Ultimately, this was the season where it was confirmed that the Wyc/Ainge era is nothing more than a series of shortsighted decisions that have amounted to nearly three years of the franchise spinning its wheels. It was the season where it became abundantly clear that the failure-of-nerve and fiscal meanness of their "leadership" has landed us firmly in the horse latitudes of NBA irrelevance, and we are probably going to be stuck there for a long time. We saw that the refusal to invest real money into the team via free agency or trades, combined with over-hyped draft picks and a fetish for “good character,” has doomed this franchise to a kind of mediocrity that only a complete dismantling will ever undo.

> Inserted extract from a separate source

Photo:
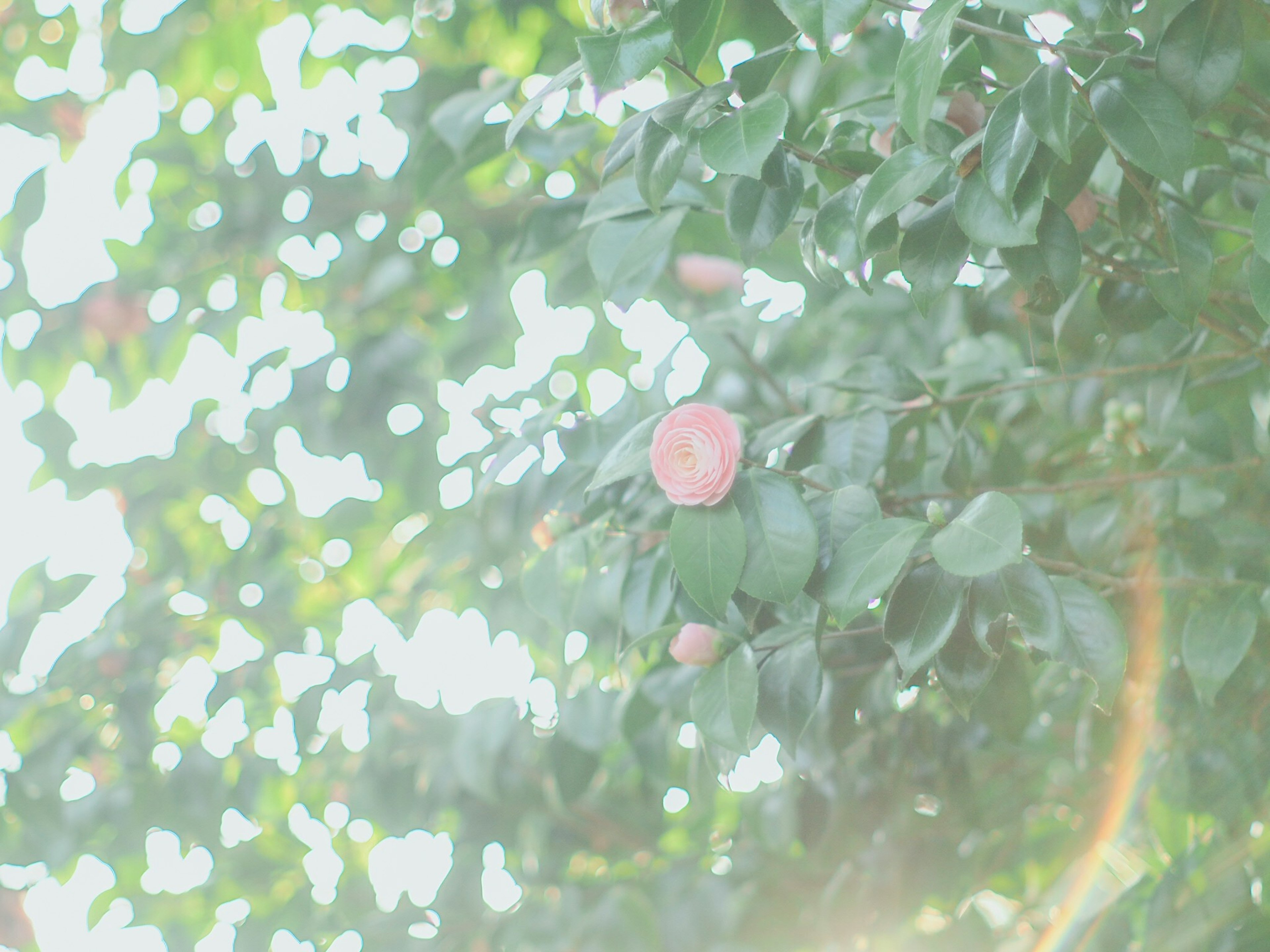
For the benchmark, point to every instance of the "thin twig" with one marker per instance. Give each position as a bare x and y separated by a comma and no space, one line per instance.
1121,479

So, in no particular order, these were the three biggest disappointments of the season, the things that should give us absolutely no hope:

1) Doc Rivers cannot coach: It cannot be understated how bad of a coach Doc Rivers is in every aspect of the profession – he fails at the x’s and o’s, he treats players with a transparent double standard based on personal bias, he refuses to adapt when his schemes prove unworkable, and he shits all over players to the media to deflect criticism from himself. Substitute Doc with a competent game coach and we might have eked into the playoffs. Leave Doc in for another season and we’ll have a complete mutiny. The second game of the season (with the egregious failure to defend the inbounds pass against the Pistons) provided an abundantly clear synopsis of why this guy is a terrible albatross - firing Doc should be priority #1 if the Celtics want to be taken seriously.

2) Paul Pierce at his best is not an impact player: This blog was at times virulently anti-Pierce in 04/05, and this year we appropriately had to eat some humble pie when he turned in the best season of his career. Unfortunately, even with Pierce playing out of his mind, the Celtics still finished as the 7th worst team in the league, and there are few left (outside of Celticsblog loyalists) who believe it possible to build a championship contender with Pierce as its centerpiece. This is no diss on Pierce, really. The far more highly regarded Kevin Garnett and Allen Iverson didn’t make the playoffs either, but it does go to show the difficulty in building a team around a scoring swingman who doesn’t like to play defense and has no particular talent for making his teammates better. Pierce is a good rebounder and great at getting to the line, but he is a miserable ball handler and a playmaker of wildly vacillating acumen. The team will never improve until a rock solid PG is in place who can get the ball out of Pierce’s hands and ensure a consistent TEAM offense. Unfortunately, the team balked at the opportunity to pry the very serviceable Earl Watson from the Nuggets, most likely because they were more concerned with dumping Mark Blount’s contract and acquiring a marketable (ie: “white”) player in Wally Szczerbiak.

3) Our “Young Talent” is not all that talented: Even putting aside the ghastly backward steps taken by Tony Allen and Al Jefferson, this season brought with it the recognition that our “young core” consists primarily of a bunch of guys who will at best someday be good NBA role players. Outside of the unformed Gerald Green, none of these players look to be an all-star type talent, and with the exception of Kendrick Perkins, none seem to have any kind of great untapped potential. Delonte West proved most definitively that he is a very nice player and a cool/funny guy and NOT a starting NBA point guard. Ryan Gomes turned out to be a great story about a 4-year college player who sneaks into the NBA and remains too undersized at his natural position to provide anything resembling consistent production. Orien Greene was an early tease who fizzled into oblivion once he stopped worrying about losing minutes to Marcus Banks. And then we have the dregs – Tony Allen is still a spastic, out-of-control dimwit who can’t shoot and hogs the ball. Al Jefferson seems to be at best a 15/6 semi-star, at worst a mentally feeble man-child who will spend his career battling ankle injuries and his own lethargy.

In short, we have big fucking problems.